As noted in this press release, ISS has released the results of its annual policy survey (here’s the full summary of the results). Here’s a few highlights (and more from Ning’s blog):
1. Proxy access – Survey responses fell close to the ISS policy adopted last year as “large majorities” of investors believe ISS should issue negative recommendations if management adopts a higher-than-3% requirement – with 90% investors seeking negative recommendation if the threshold exceeds 5% or if the ownership requirement exceeds 3 years. Large majorities (ranging from 68-80%) believe negative recommendations are warranted if the aggregation limit is fewer than 20 shareholders – or if a cap on nominees is less than 20% of the existing board size.

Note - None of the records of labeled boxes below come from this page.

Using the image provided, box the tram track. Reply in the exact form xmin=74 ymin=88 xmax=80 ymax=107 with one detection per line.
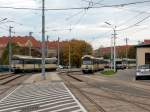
xmin=59 ymin=74 xmax=150 ymax=112
xmin=0 ymin=73 xmax=28 ymax=96
xmin=59 ymin=74 xmax=107 ymax=112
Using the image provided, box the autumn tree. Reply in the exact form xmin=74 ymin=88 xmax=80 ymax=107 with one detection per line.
xmin=128 ymin=46 xmax=136 ymax=59
xmin=60 ymin=39 xmax=92 ymax=67
xmin=0 ymin=43 xmax=41 ymax=65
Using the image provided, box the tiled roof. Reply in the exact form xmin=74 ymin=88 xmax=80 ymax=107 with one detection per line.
xmin=0 ymin=36 xmax=41 ymax=47
xmin=144 ymin=40 xmax=150 ymax=44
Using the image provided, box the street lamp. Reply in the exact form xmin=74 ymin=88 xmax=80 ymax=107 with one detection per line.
xmin=8 ymin=26 xmax=13 ymax=72
xmin=42 ymin=0 xmax=46 ymax=80
xmin=0 ymin=18 xmax=7 ymax=22
xmin=105 ymin=22 xmax=117 ymax=72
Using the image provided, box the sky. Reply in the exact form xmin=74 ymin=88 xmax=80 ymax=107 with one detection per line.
xmin=0 ymin=0 xmax=150 ymax=49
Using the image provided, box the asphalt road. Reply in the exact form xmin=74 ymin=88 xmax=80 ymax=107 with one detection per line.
xmin=106 ymin=69 xmax=150 ymax=83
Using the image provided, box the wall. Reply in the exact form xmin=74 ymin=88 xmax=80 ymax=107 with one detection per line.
xmin=137 ymin=47 xmax=150 ymax=66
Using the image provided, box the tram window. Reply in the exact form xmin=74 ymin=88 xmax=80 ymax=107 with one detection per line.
xmin=12 ymin=60 xmax=22 ymax=64
xmin=83 ymin=60 xmax=92 ymax=65
xmin=145 ymin=53 xmax=150 ymax=64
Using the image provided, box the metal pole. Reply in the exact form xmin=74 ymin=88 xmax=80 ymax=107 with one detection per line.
xmin=57 ymin=37 xmax=60 ymax=67
xmin=42 ymin=0 xmax=46 ymax=80
xmin=114 ymin=26 xmax=116 ymax=72
xmin=29 ymin=32 xmax=33 ymax=56
xmin=46 ymin=35 xmax=49 ymax=58
xmin=110 ymin=37 xmax=113 ymax=69
xmin=125 ymin=38 xmax=128 ymax=67
xmin=9 ymin=26 xmax=13 ymax=72
xmin=69 ymin=41 xmax=71 ymax=71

2. Overboarding – For directors who are not CEOs at the company, 34% of investors believe that a 4-directorship limit is appropriate; 18% believe that 5 is acceptable, and 20% believe that 6 is fine (which is the status quo for ISS policy). 16% said “it depends/other” suggesting a 3-directorship limit – and 12% didn’t support any limit. For CEOs at the company, 48% of investors believe that 2 seats (including the CEO’s own company) is an appropriate limit, while 32% believe that 3 seats is fine (the status quo for ISS policy) – and 12% didn’t support any limit.
As we continue to post oodles of memos on the DOJ’s “Yates memo,” we get word from this Mintz Levin blog about some commentary from Assistant AG Leslie Caldwell that fleshes it out. Here’s an excerpt:
As recently reported in our Health Law & Policy Matters blog, a central tenet of the Yates memo is that in order to qualify for cooperation credit, a corporation must identify all individuals involved in the wrongdoing and provide all relevant evidence implicating those individuals to the government. AAG Caldwell explained “This means that companies seeking cooperation credit must affirmatively work to identify and discover relevant information about culpable individuals through independent, thorough investigations. Companies cannot just disclose facts relating to general corporate misconduct and withhold facts about the responsible individuals. And internal investigations cannot end with a conclusion of corporate liability, while stopping short of identifying those who committed the criminal conduct.“
Expanding upon DAG Yates’ remarks last week at NYU Law School, AAG Caldwell stated “We recognize, however, that a company cannot provide what it does not have. And we understand that some investigations – despite their thoroughness – will not bear fruit. Where a company truly is unable to identify the culpable individuals following an appropriately tailored and thorough investigation, but provides the government with the relevant facts and otherwise assists us in obtaining evidence, the company will be eligible for cooperation credit. We will make efforts to credit, not penalize, diligent investigations. On the flip side, we will carefully scrutinize and test a company’s claims that it could not identify or uncover evidence regarding the culpable individuals, particularly if we are able to do so ourselves.” AAG Caldwell also explicitly recognized that DOJ can sometimes obtain evidence that a corporation cannot.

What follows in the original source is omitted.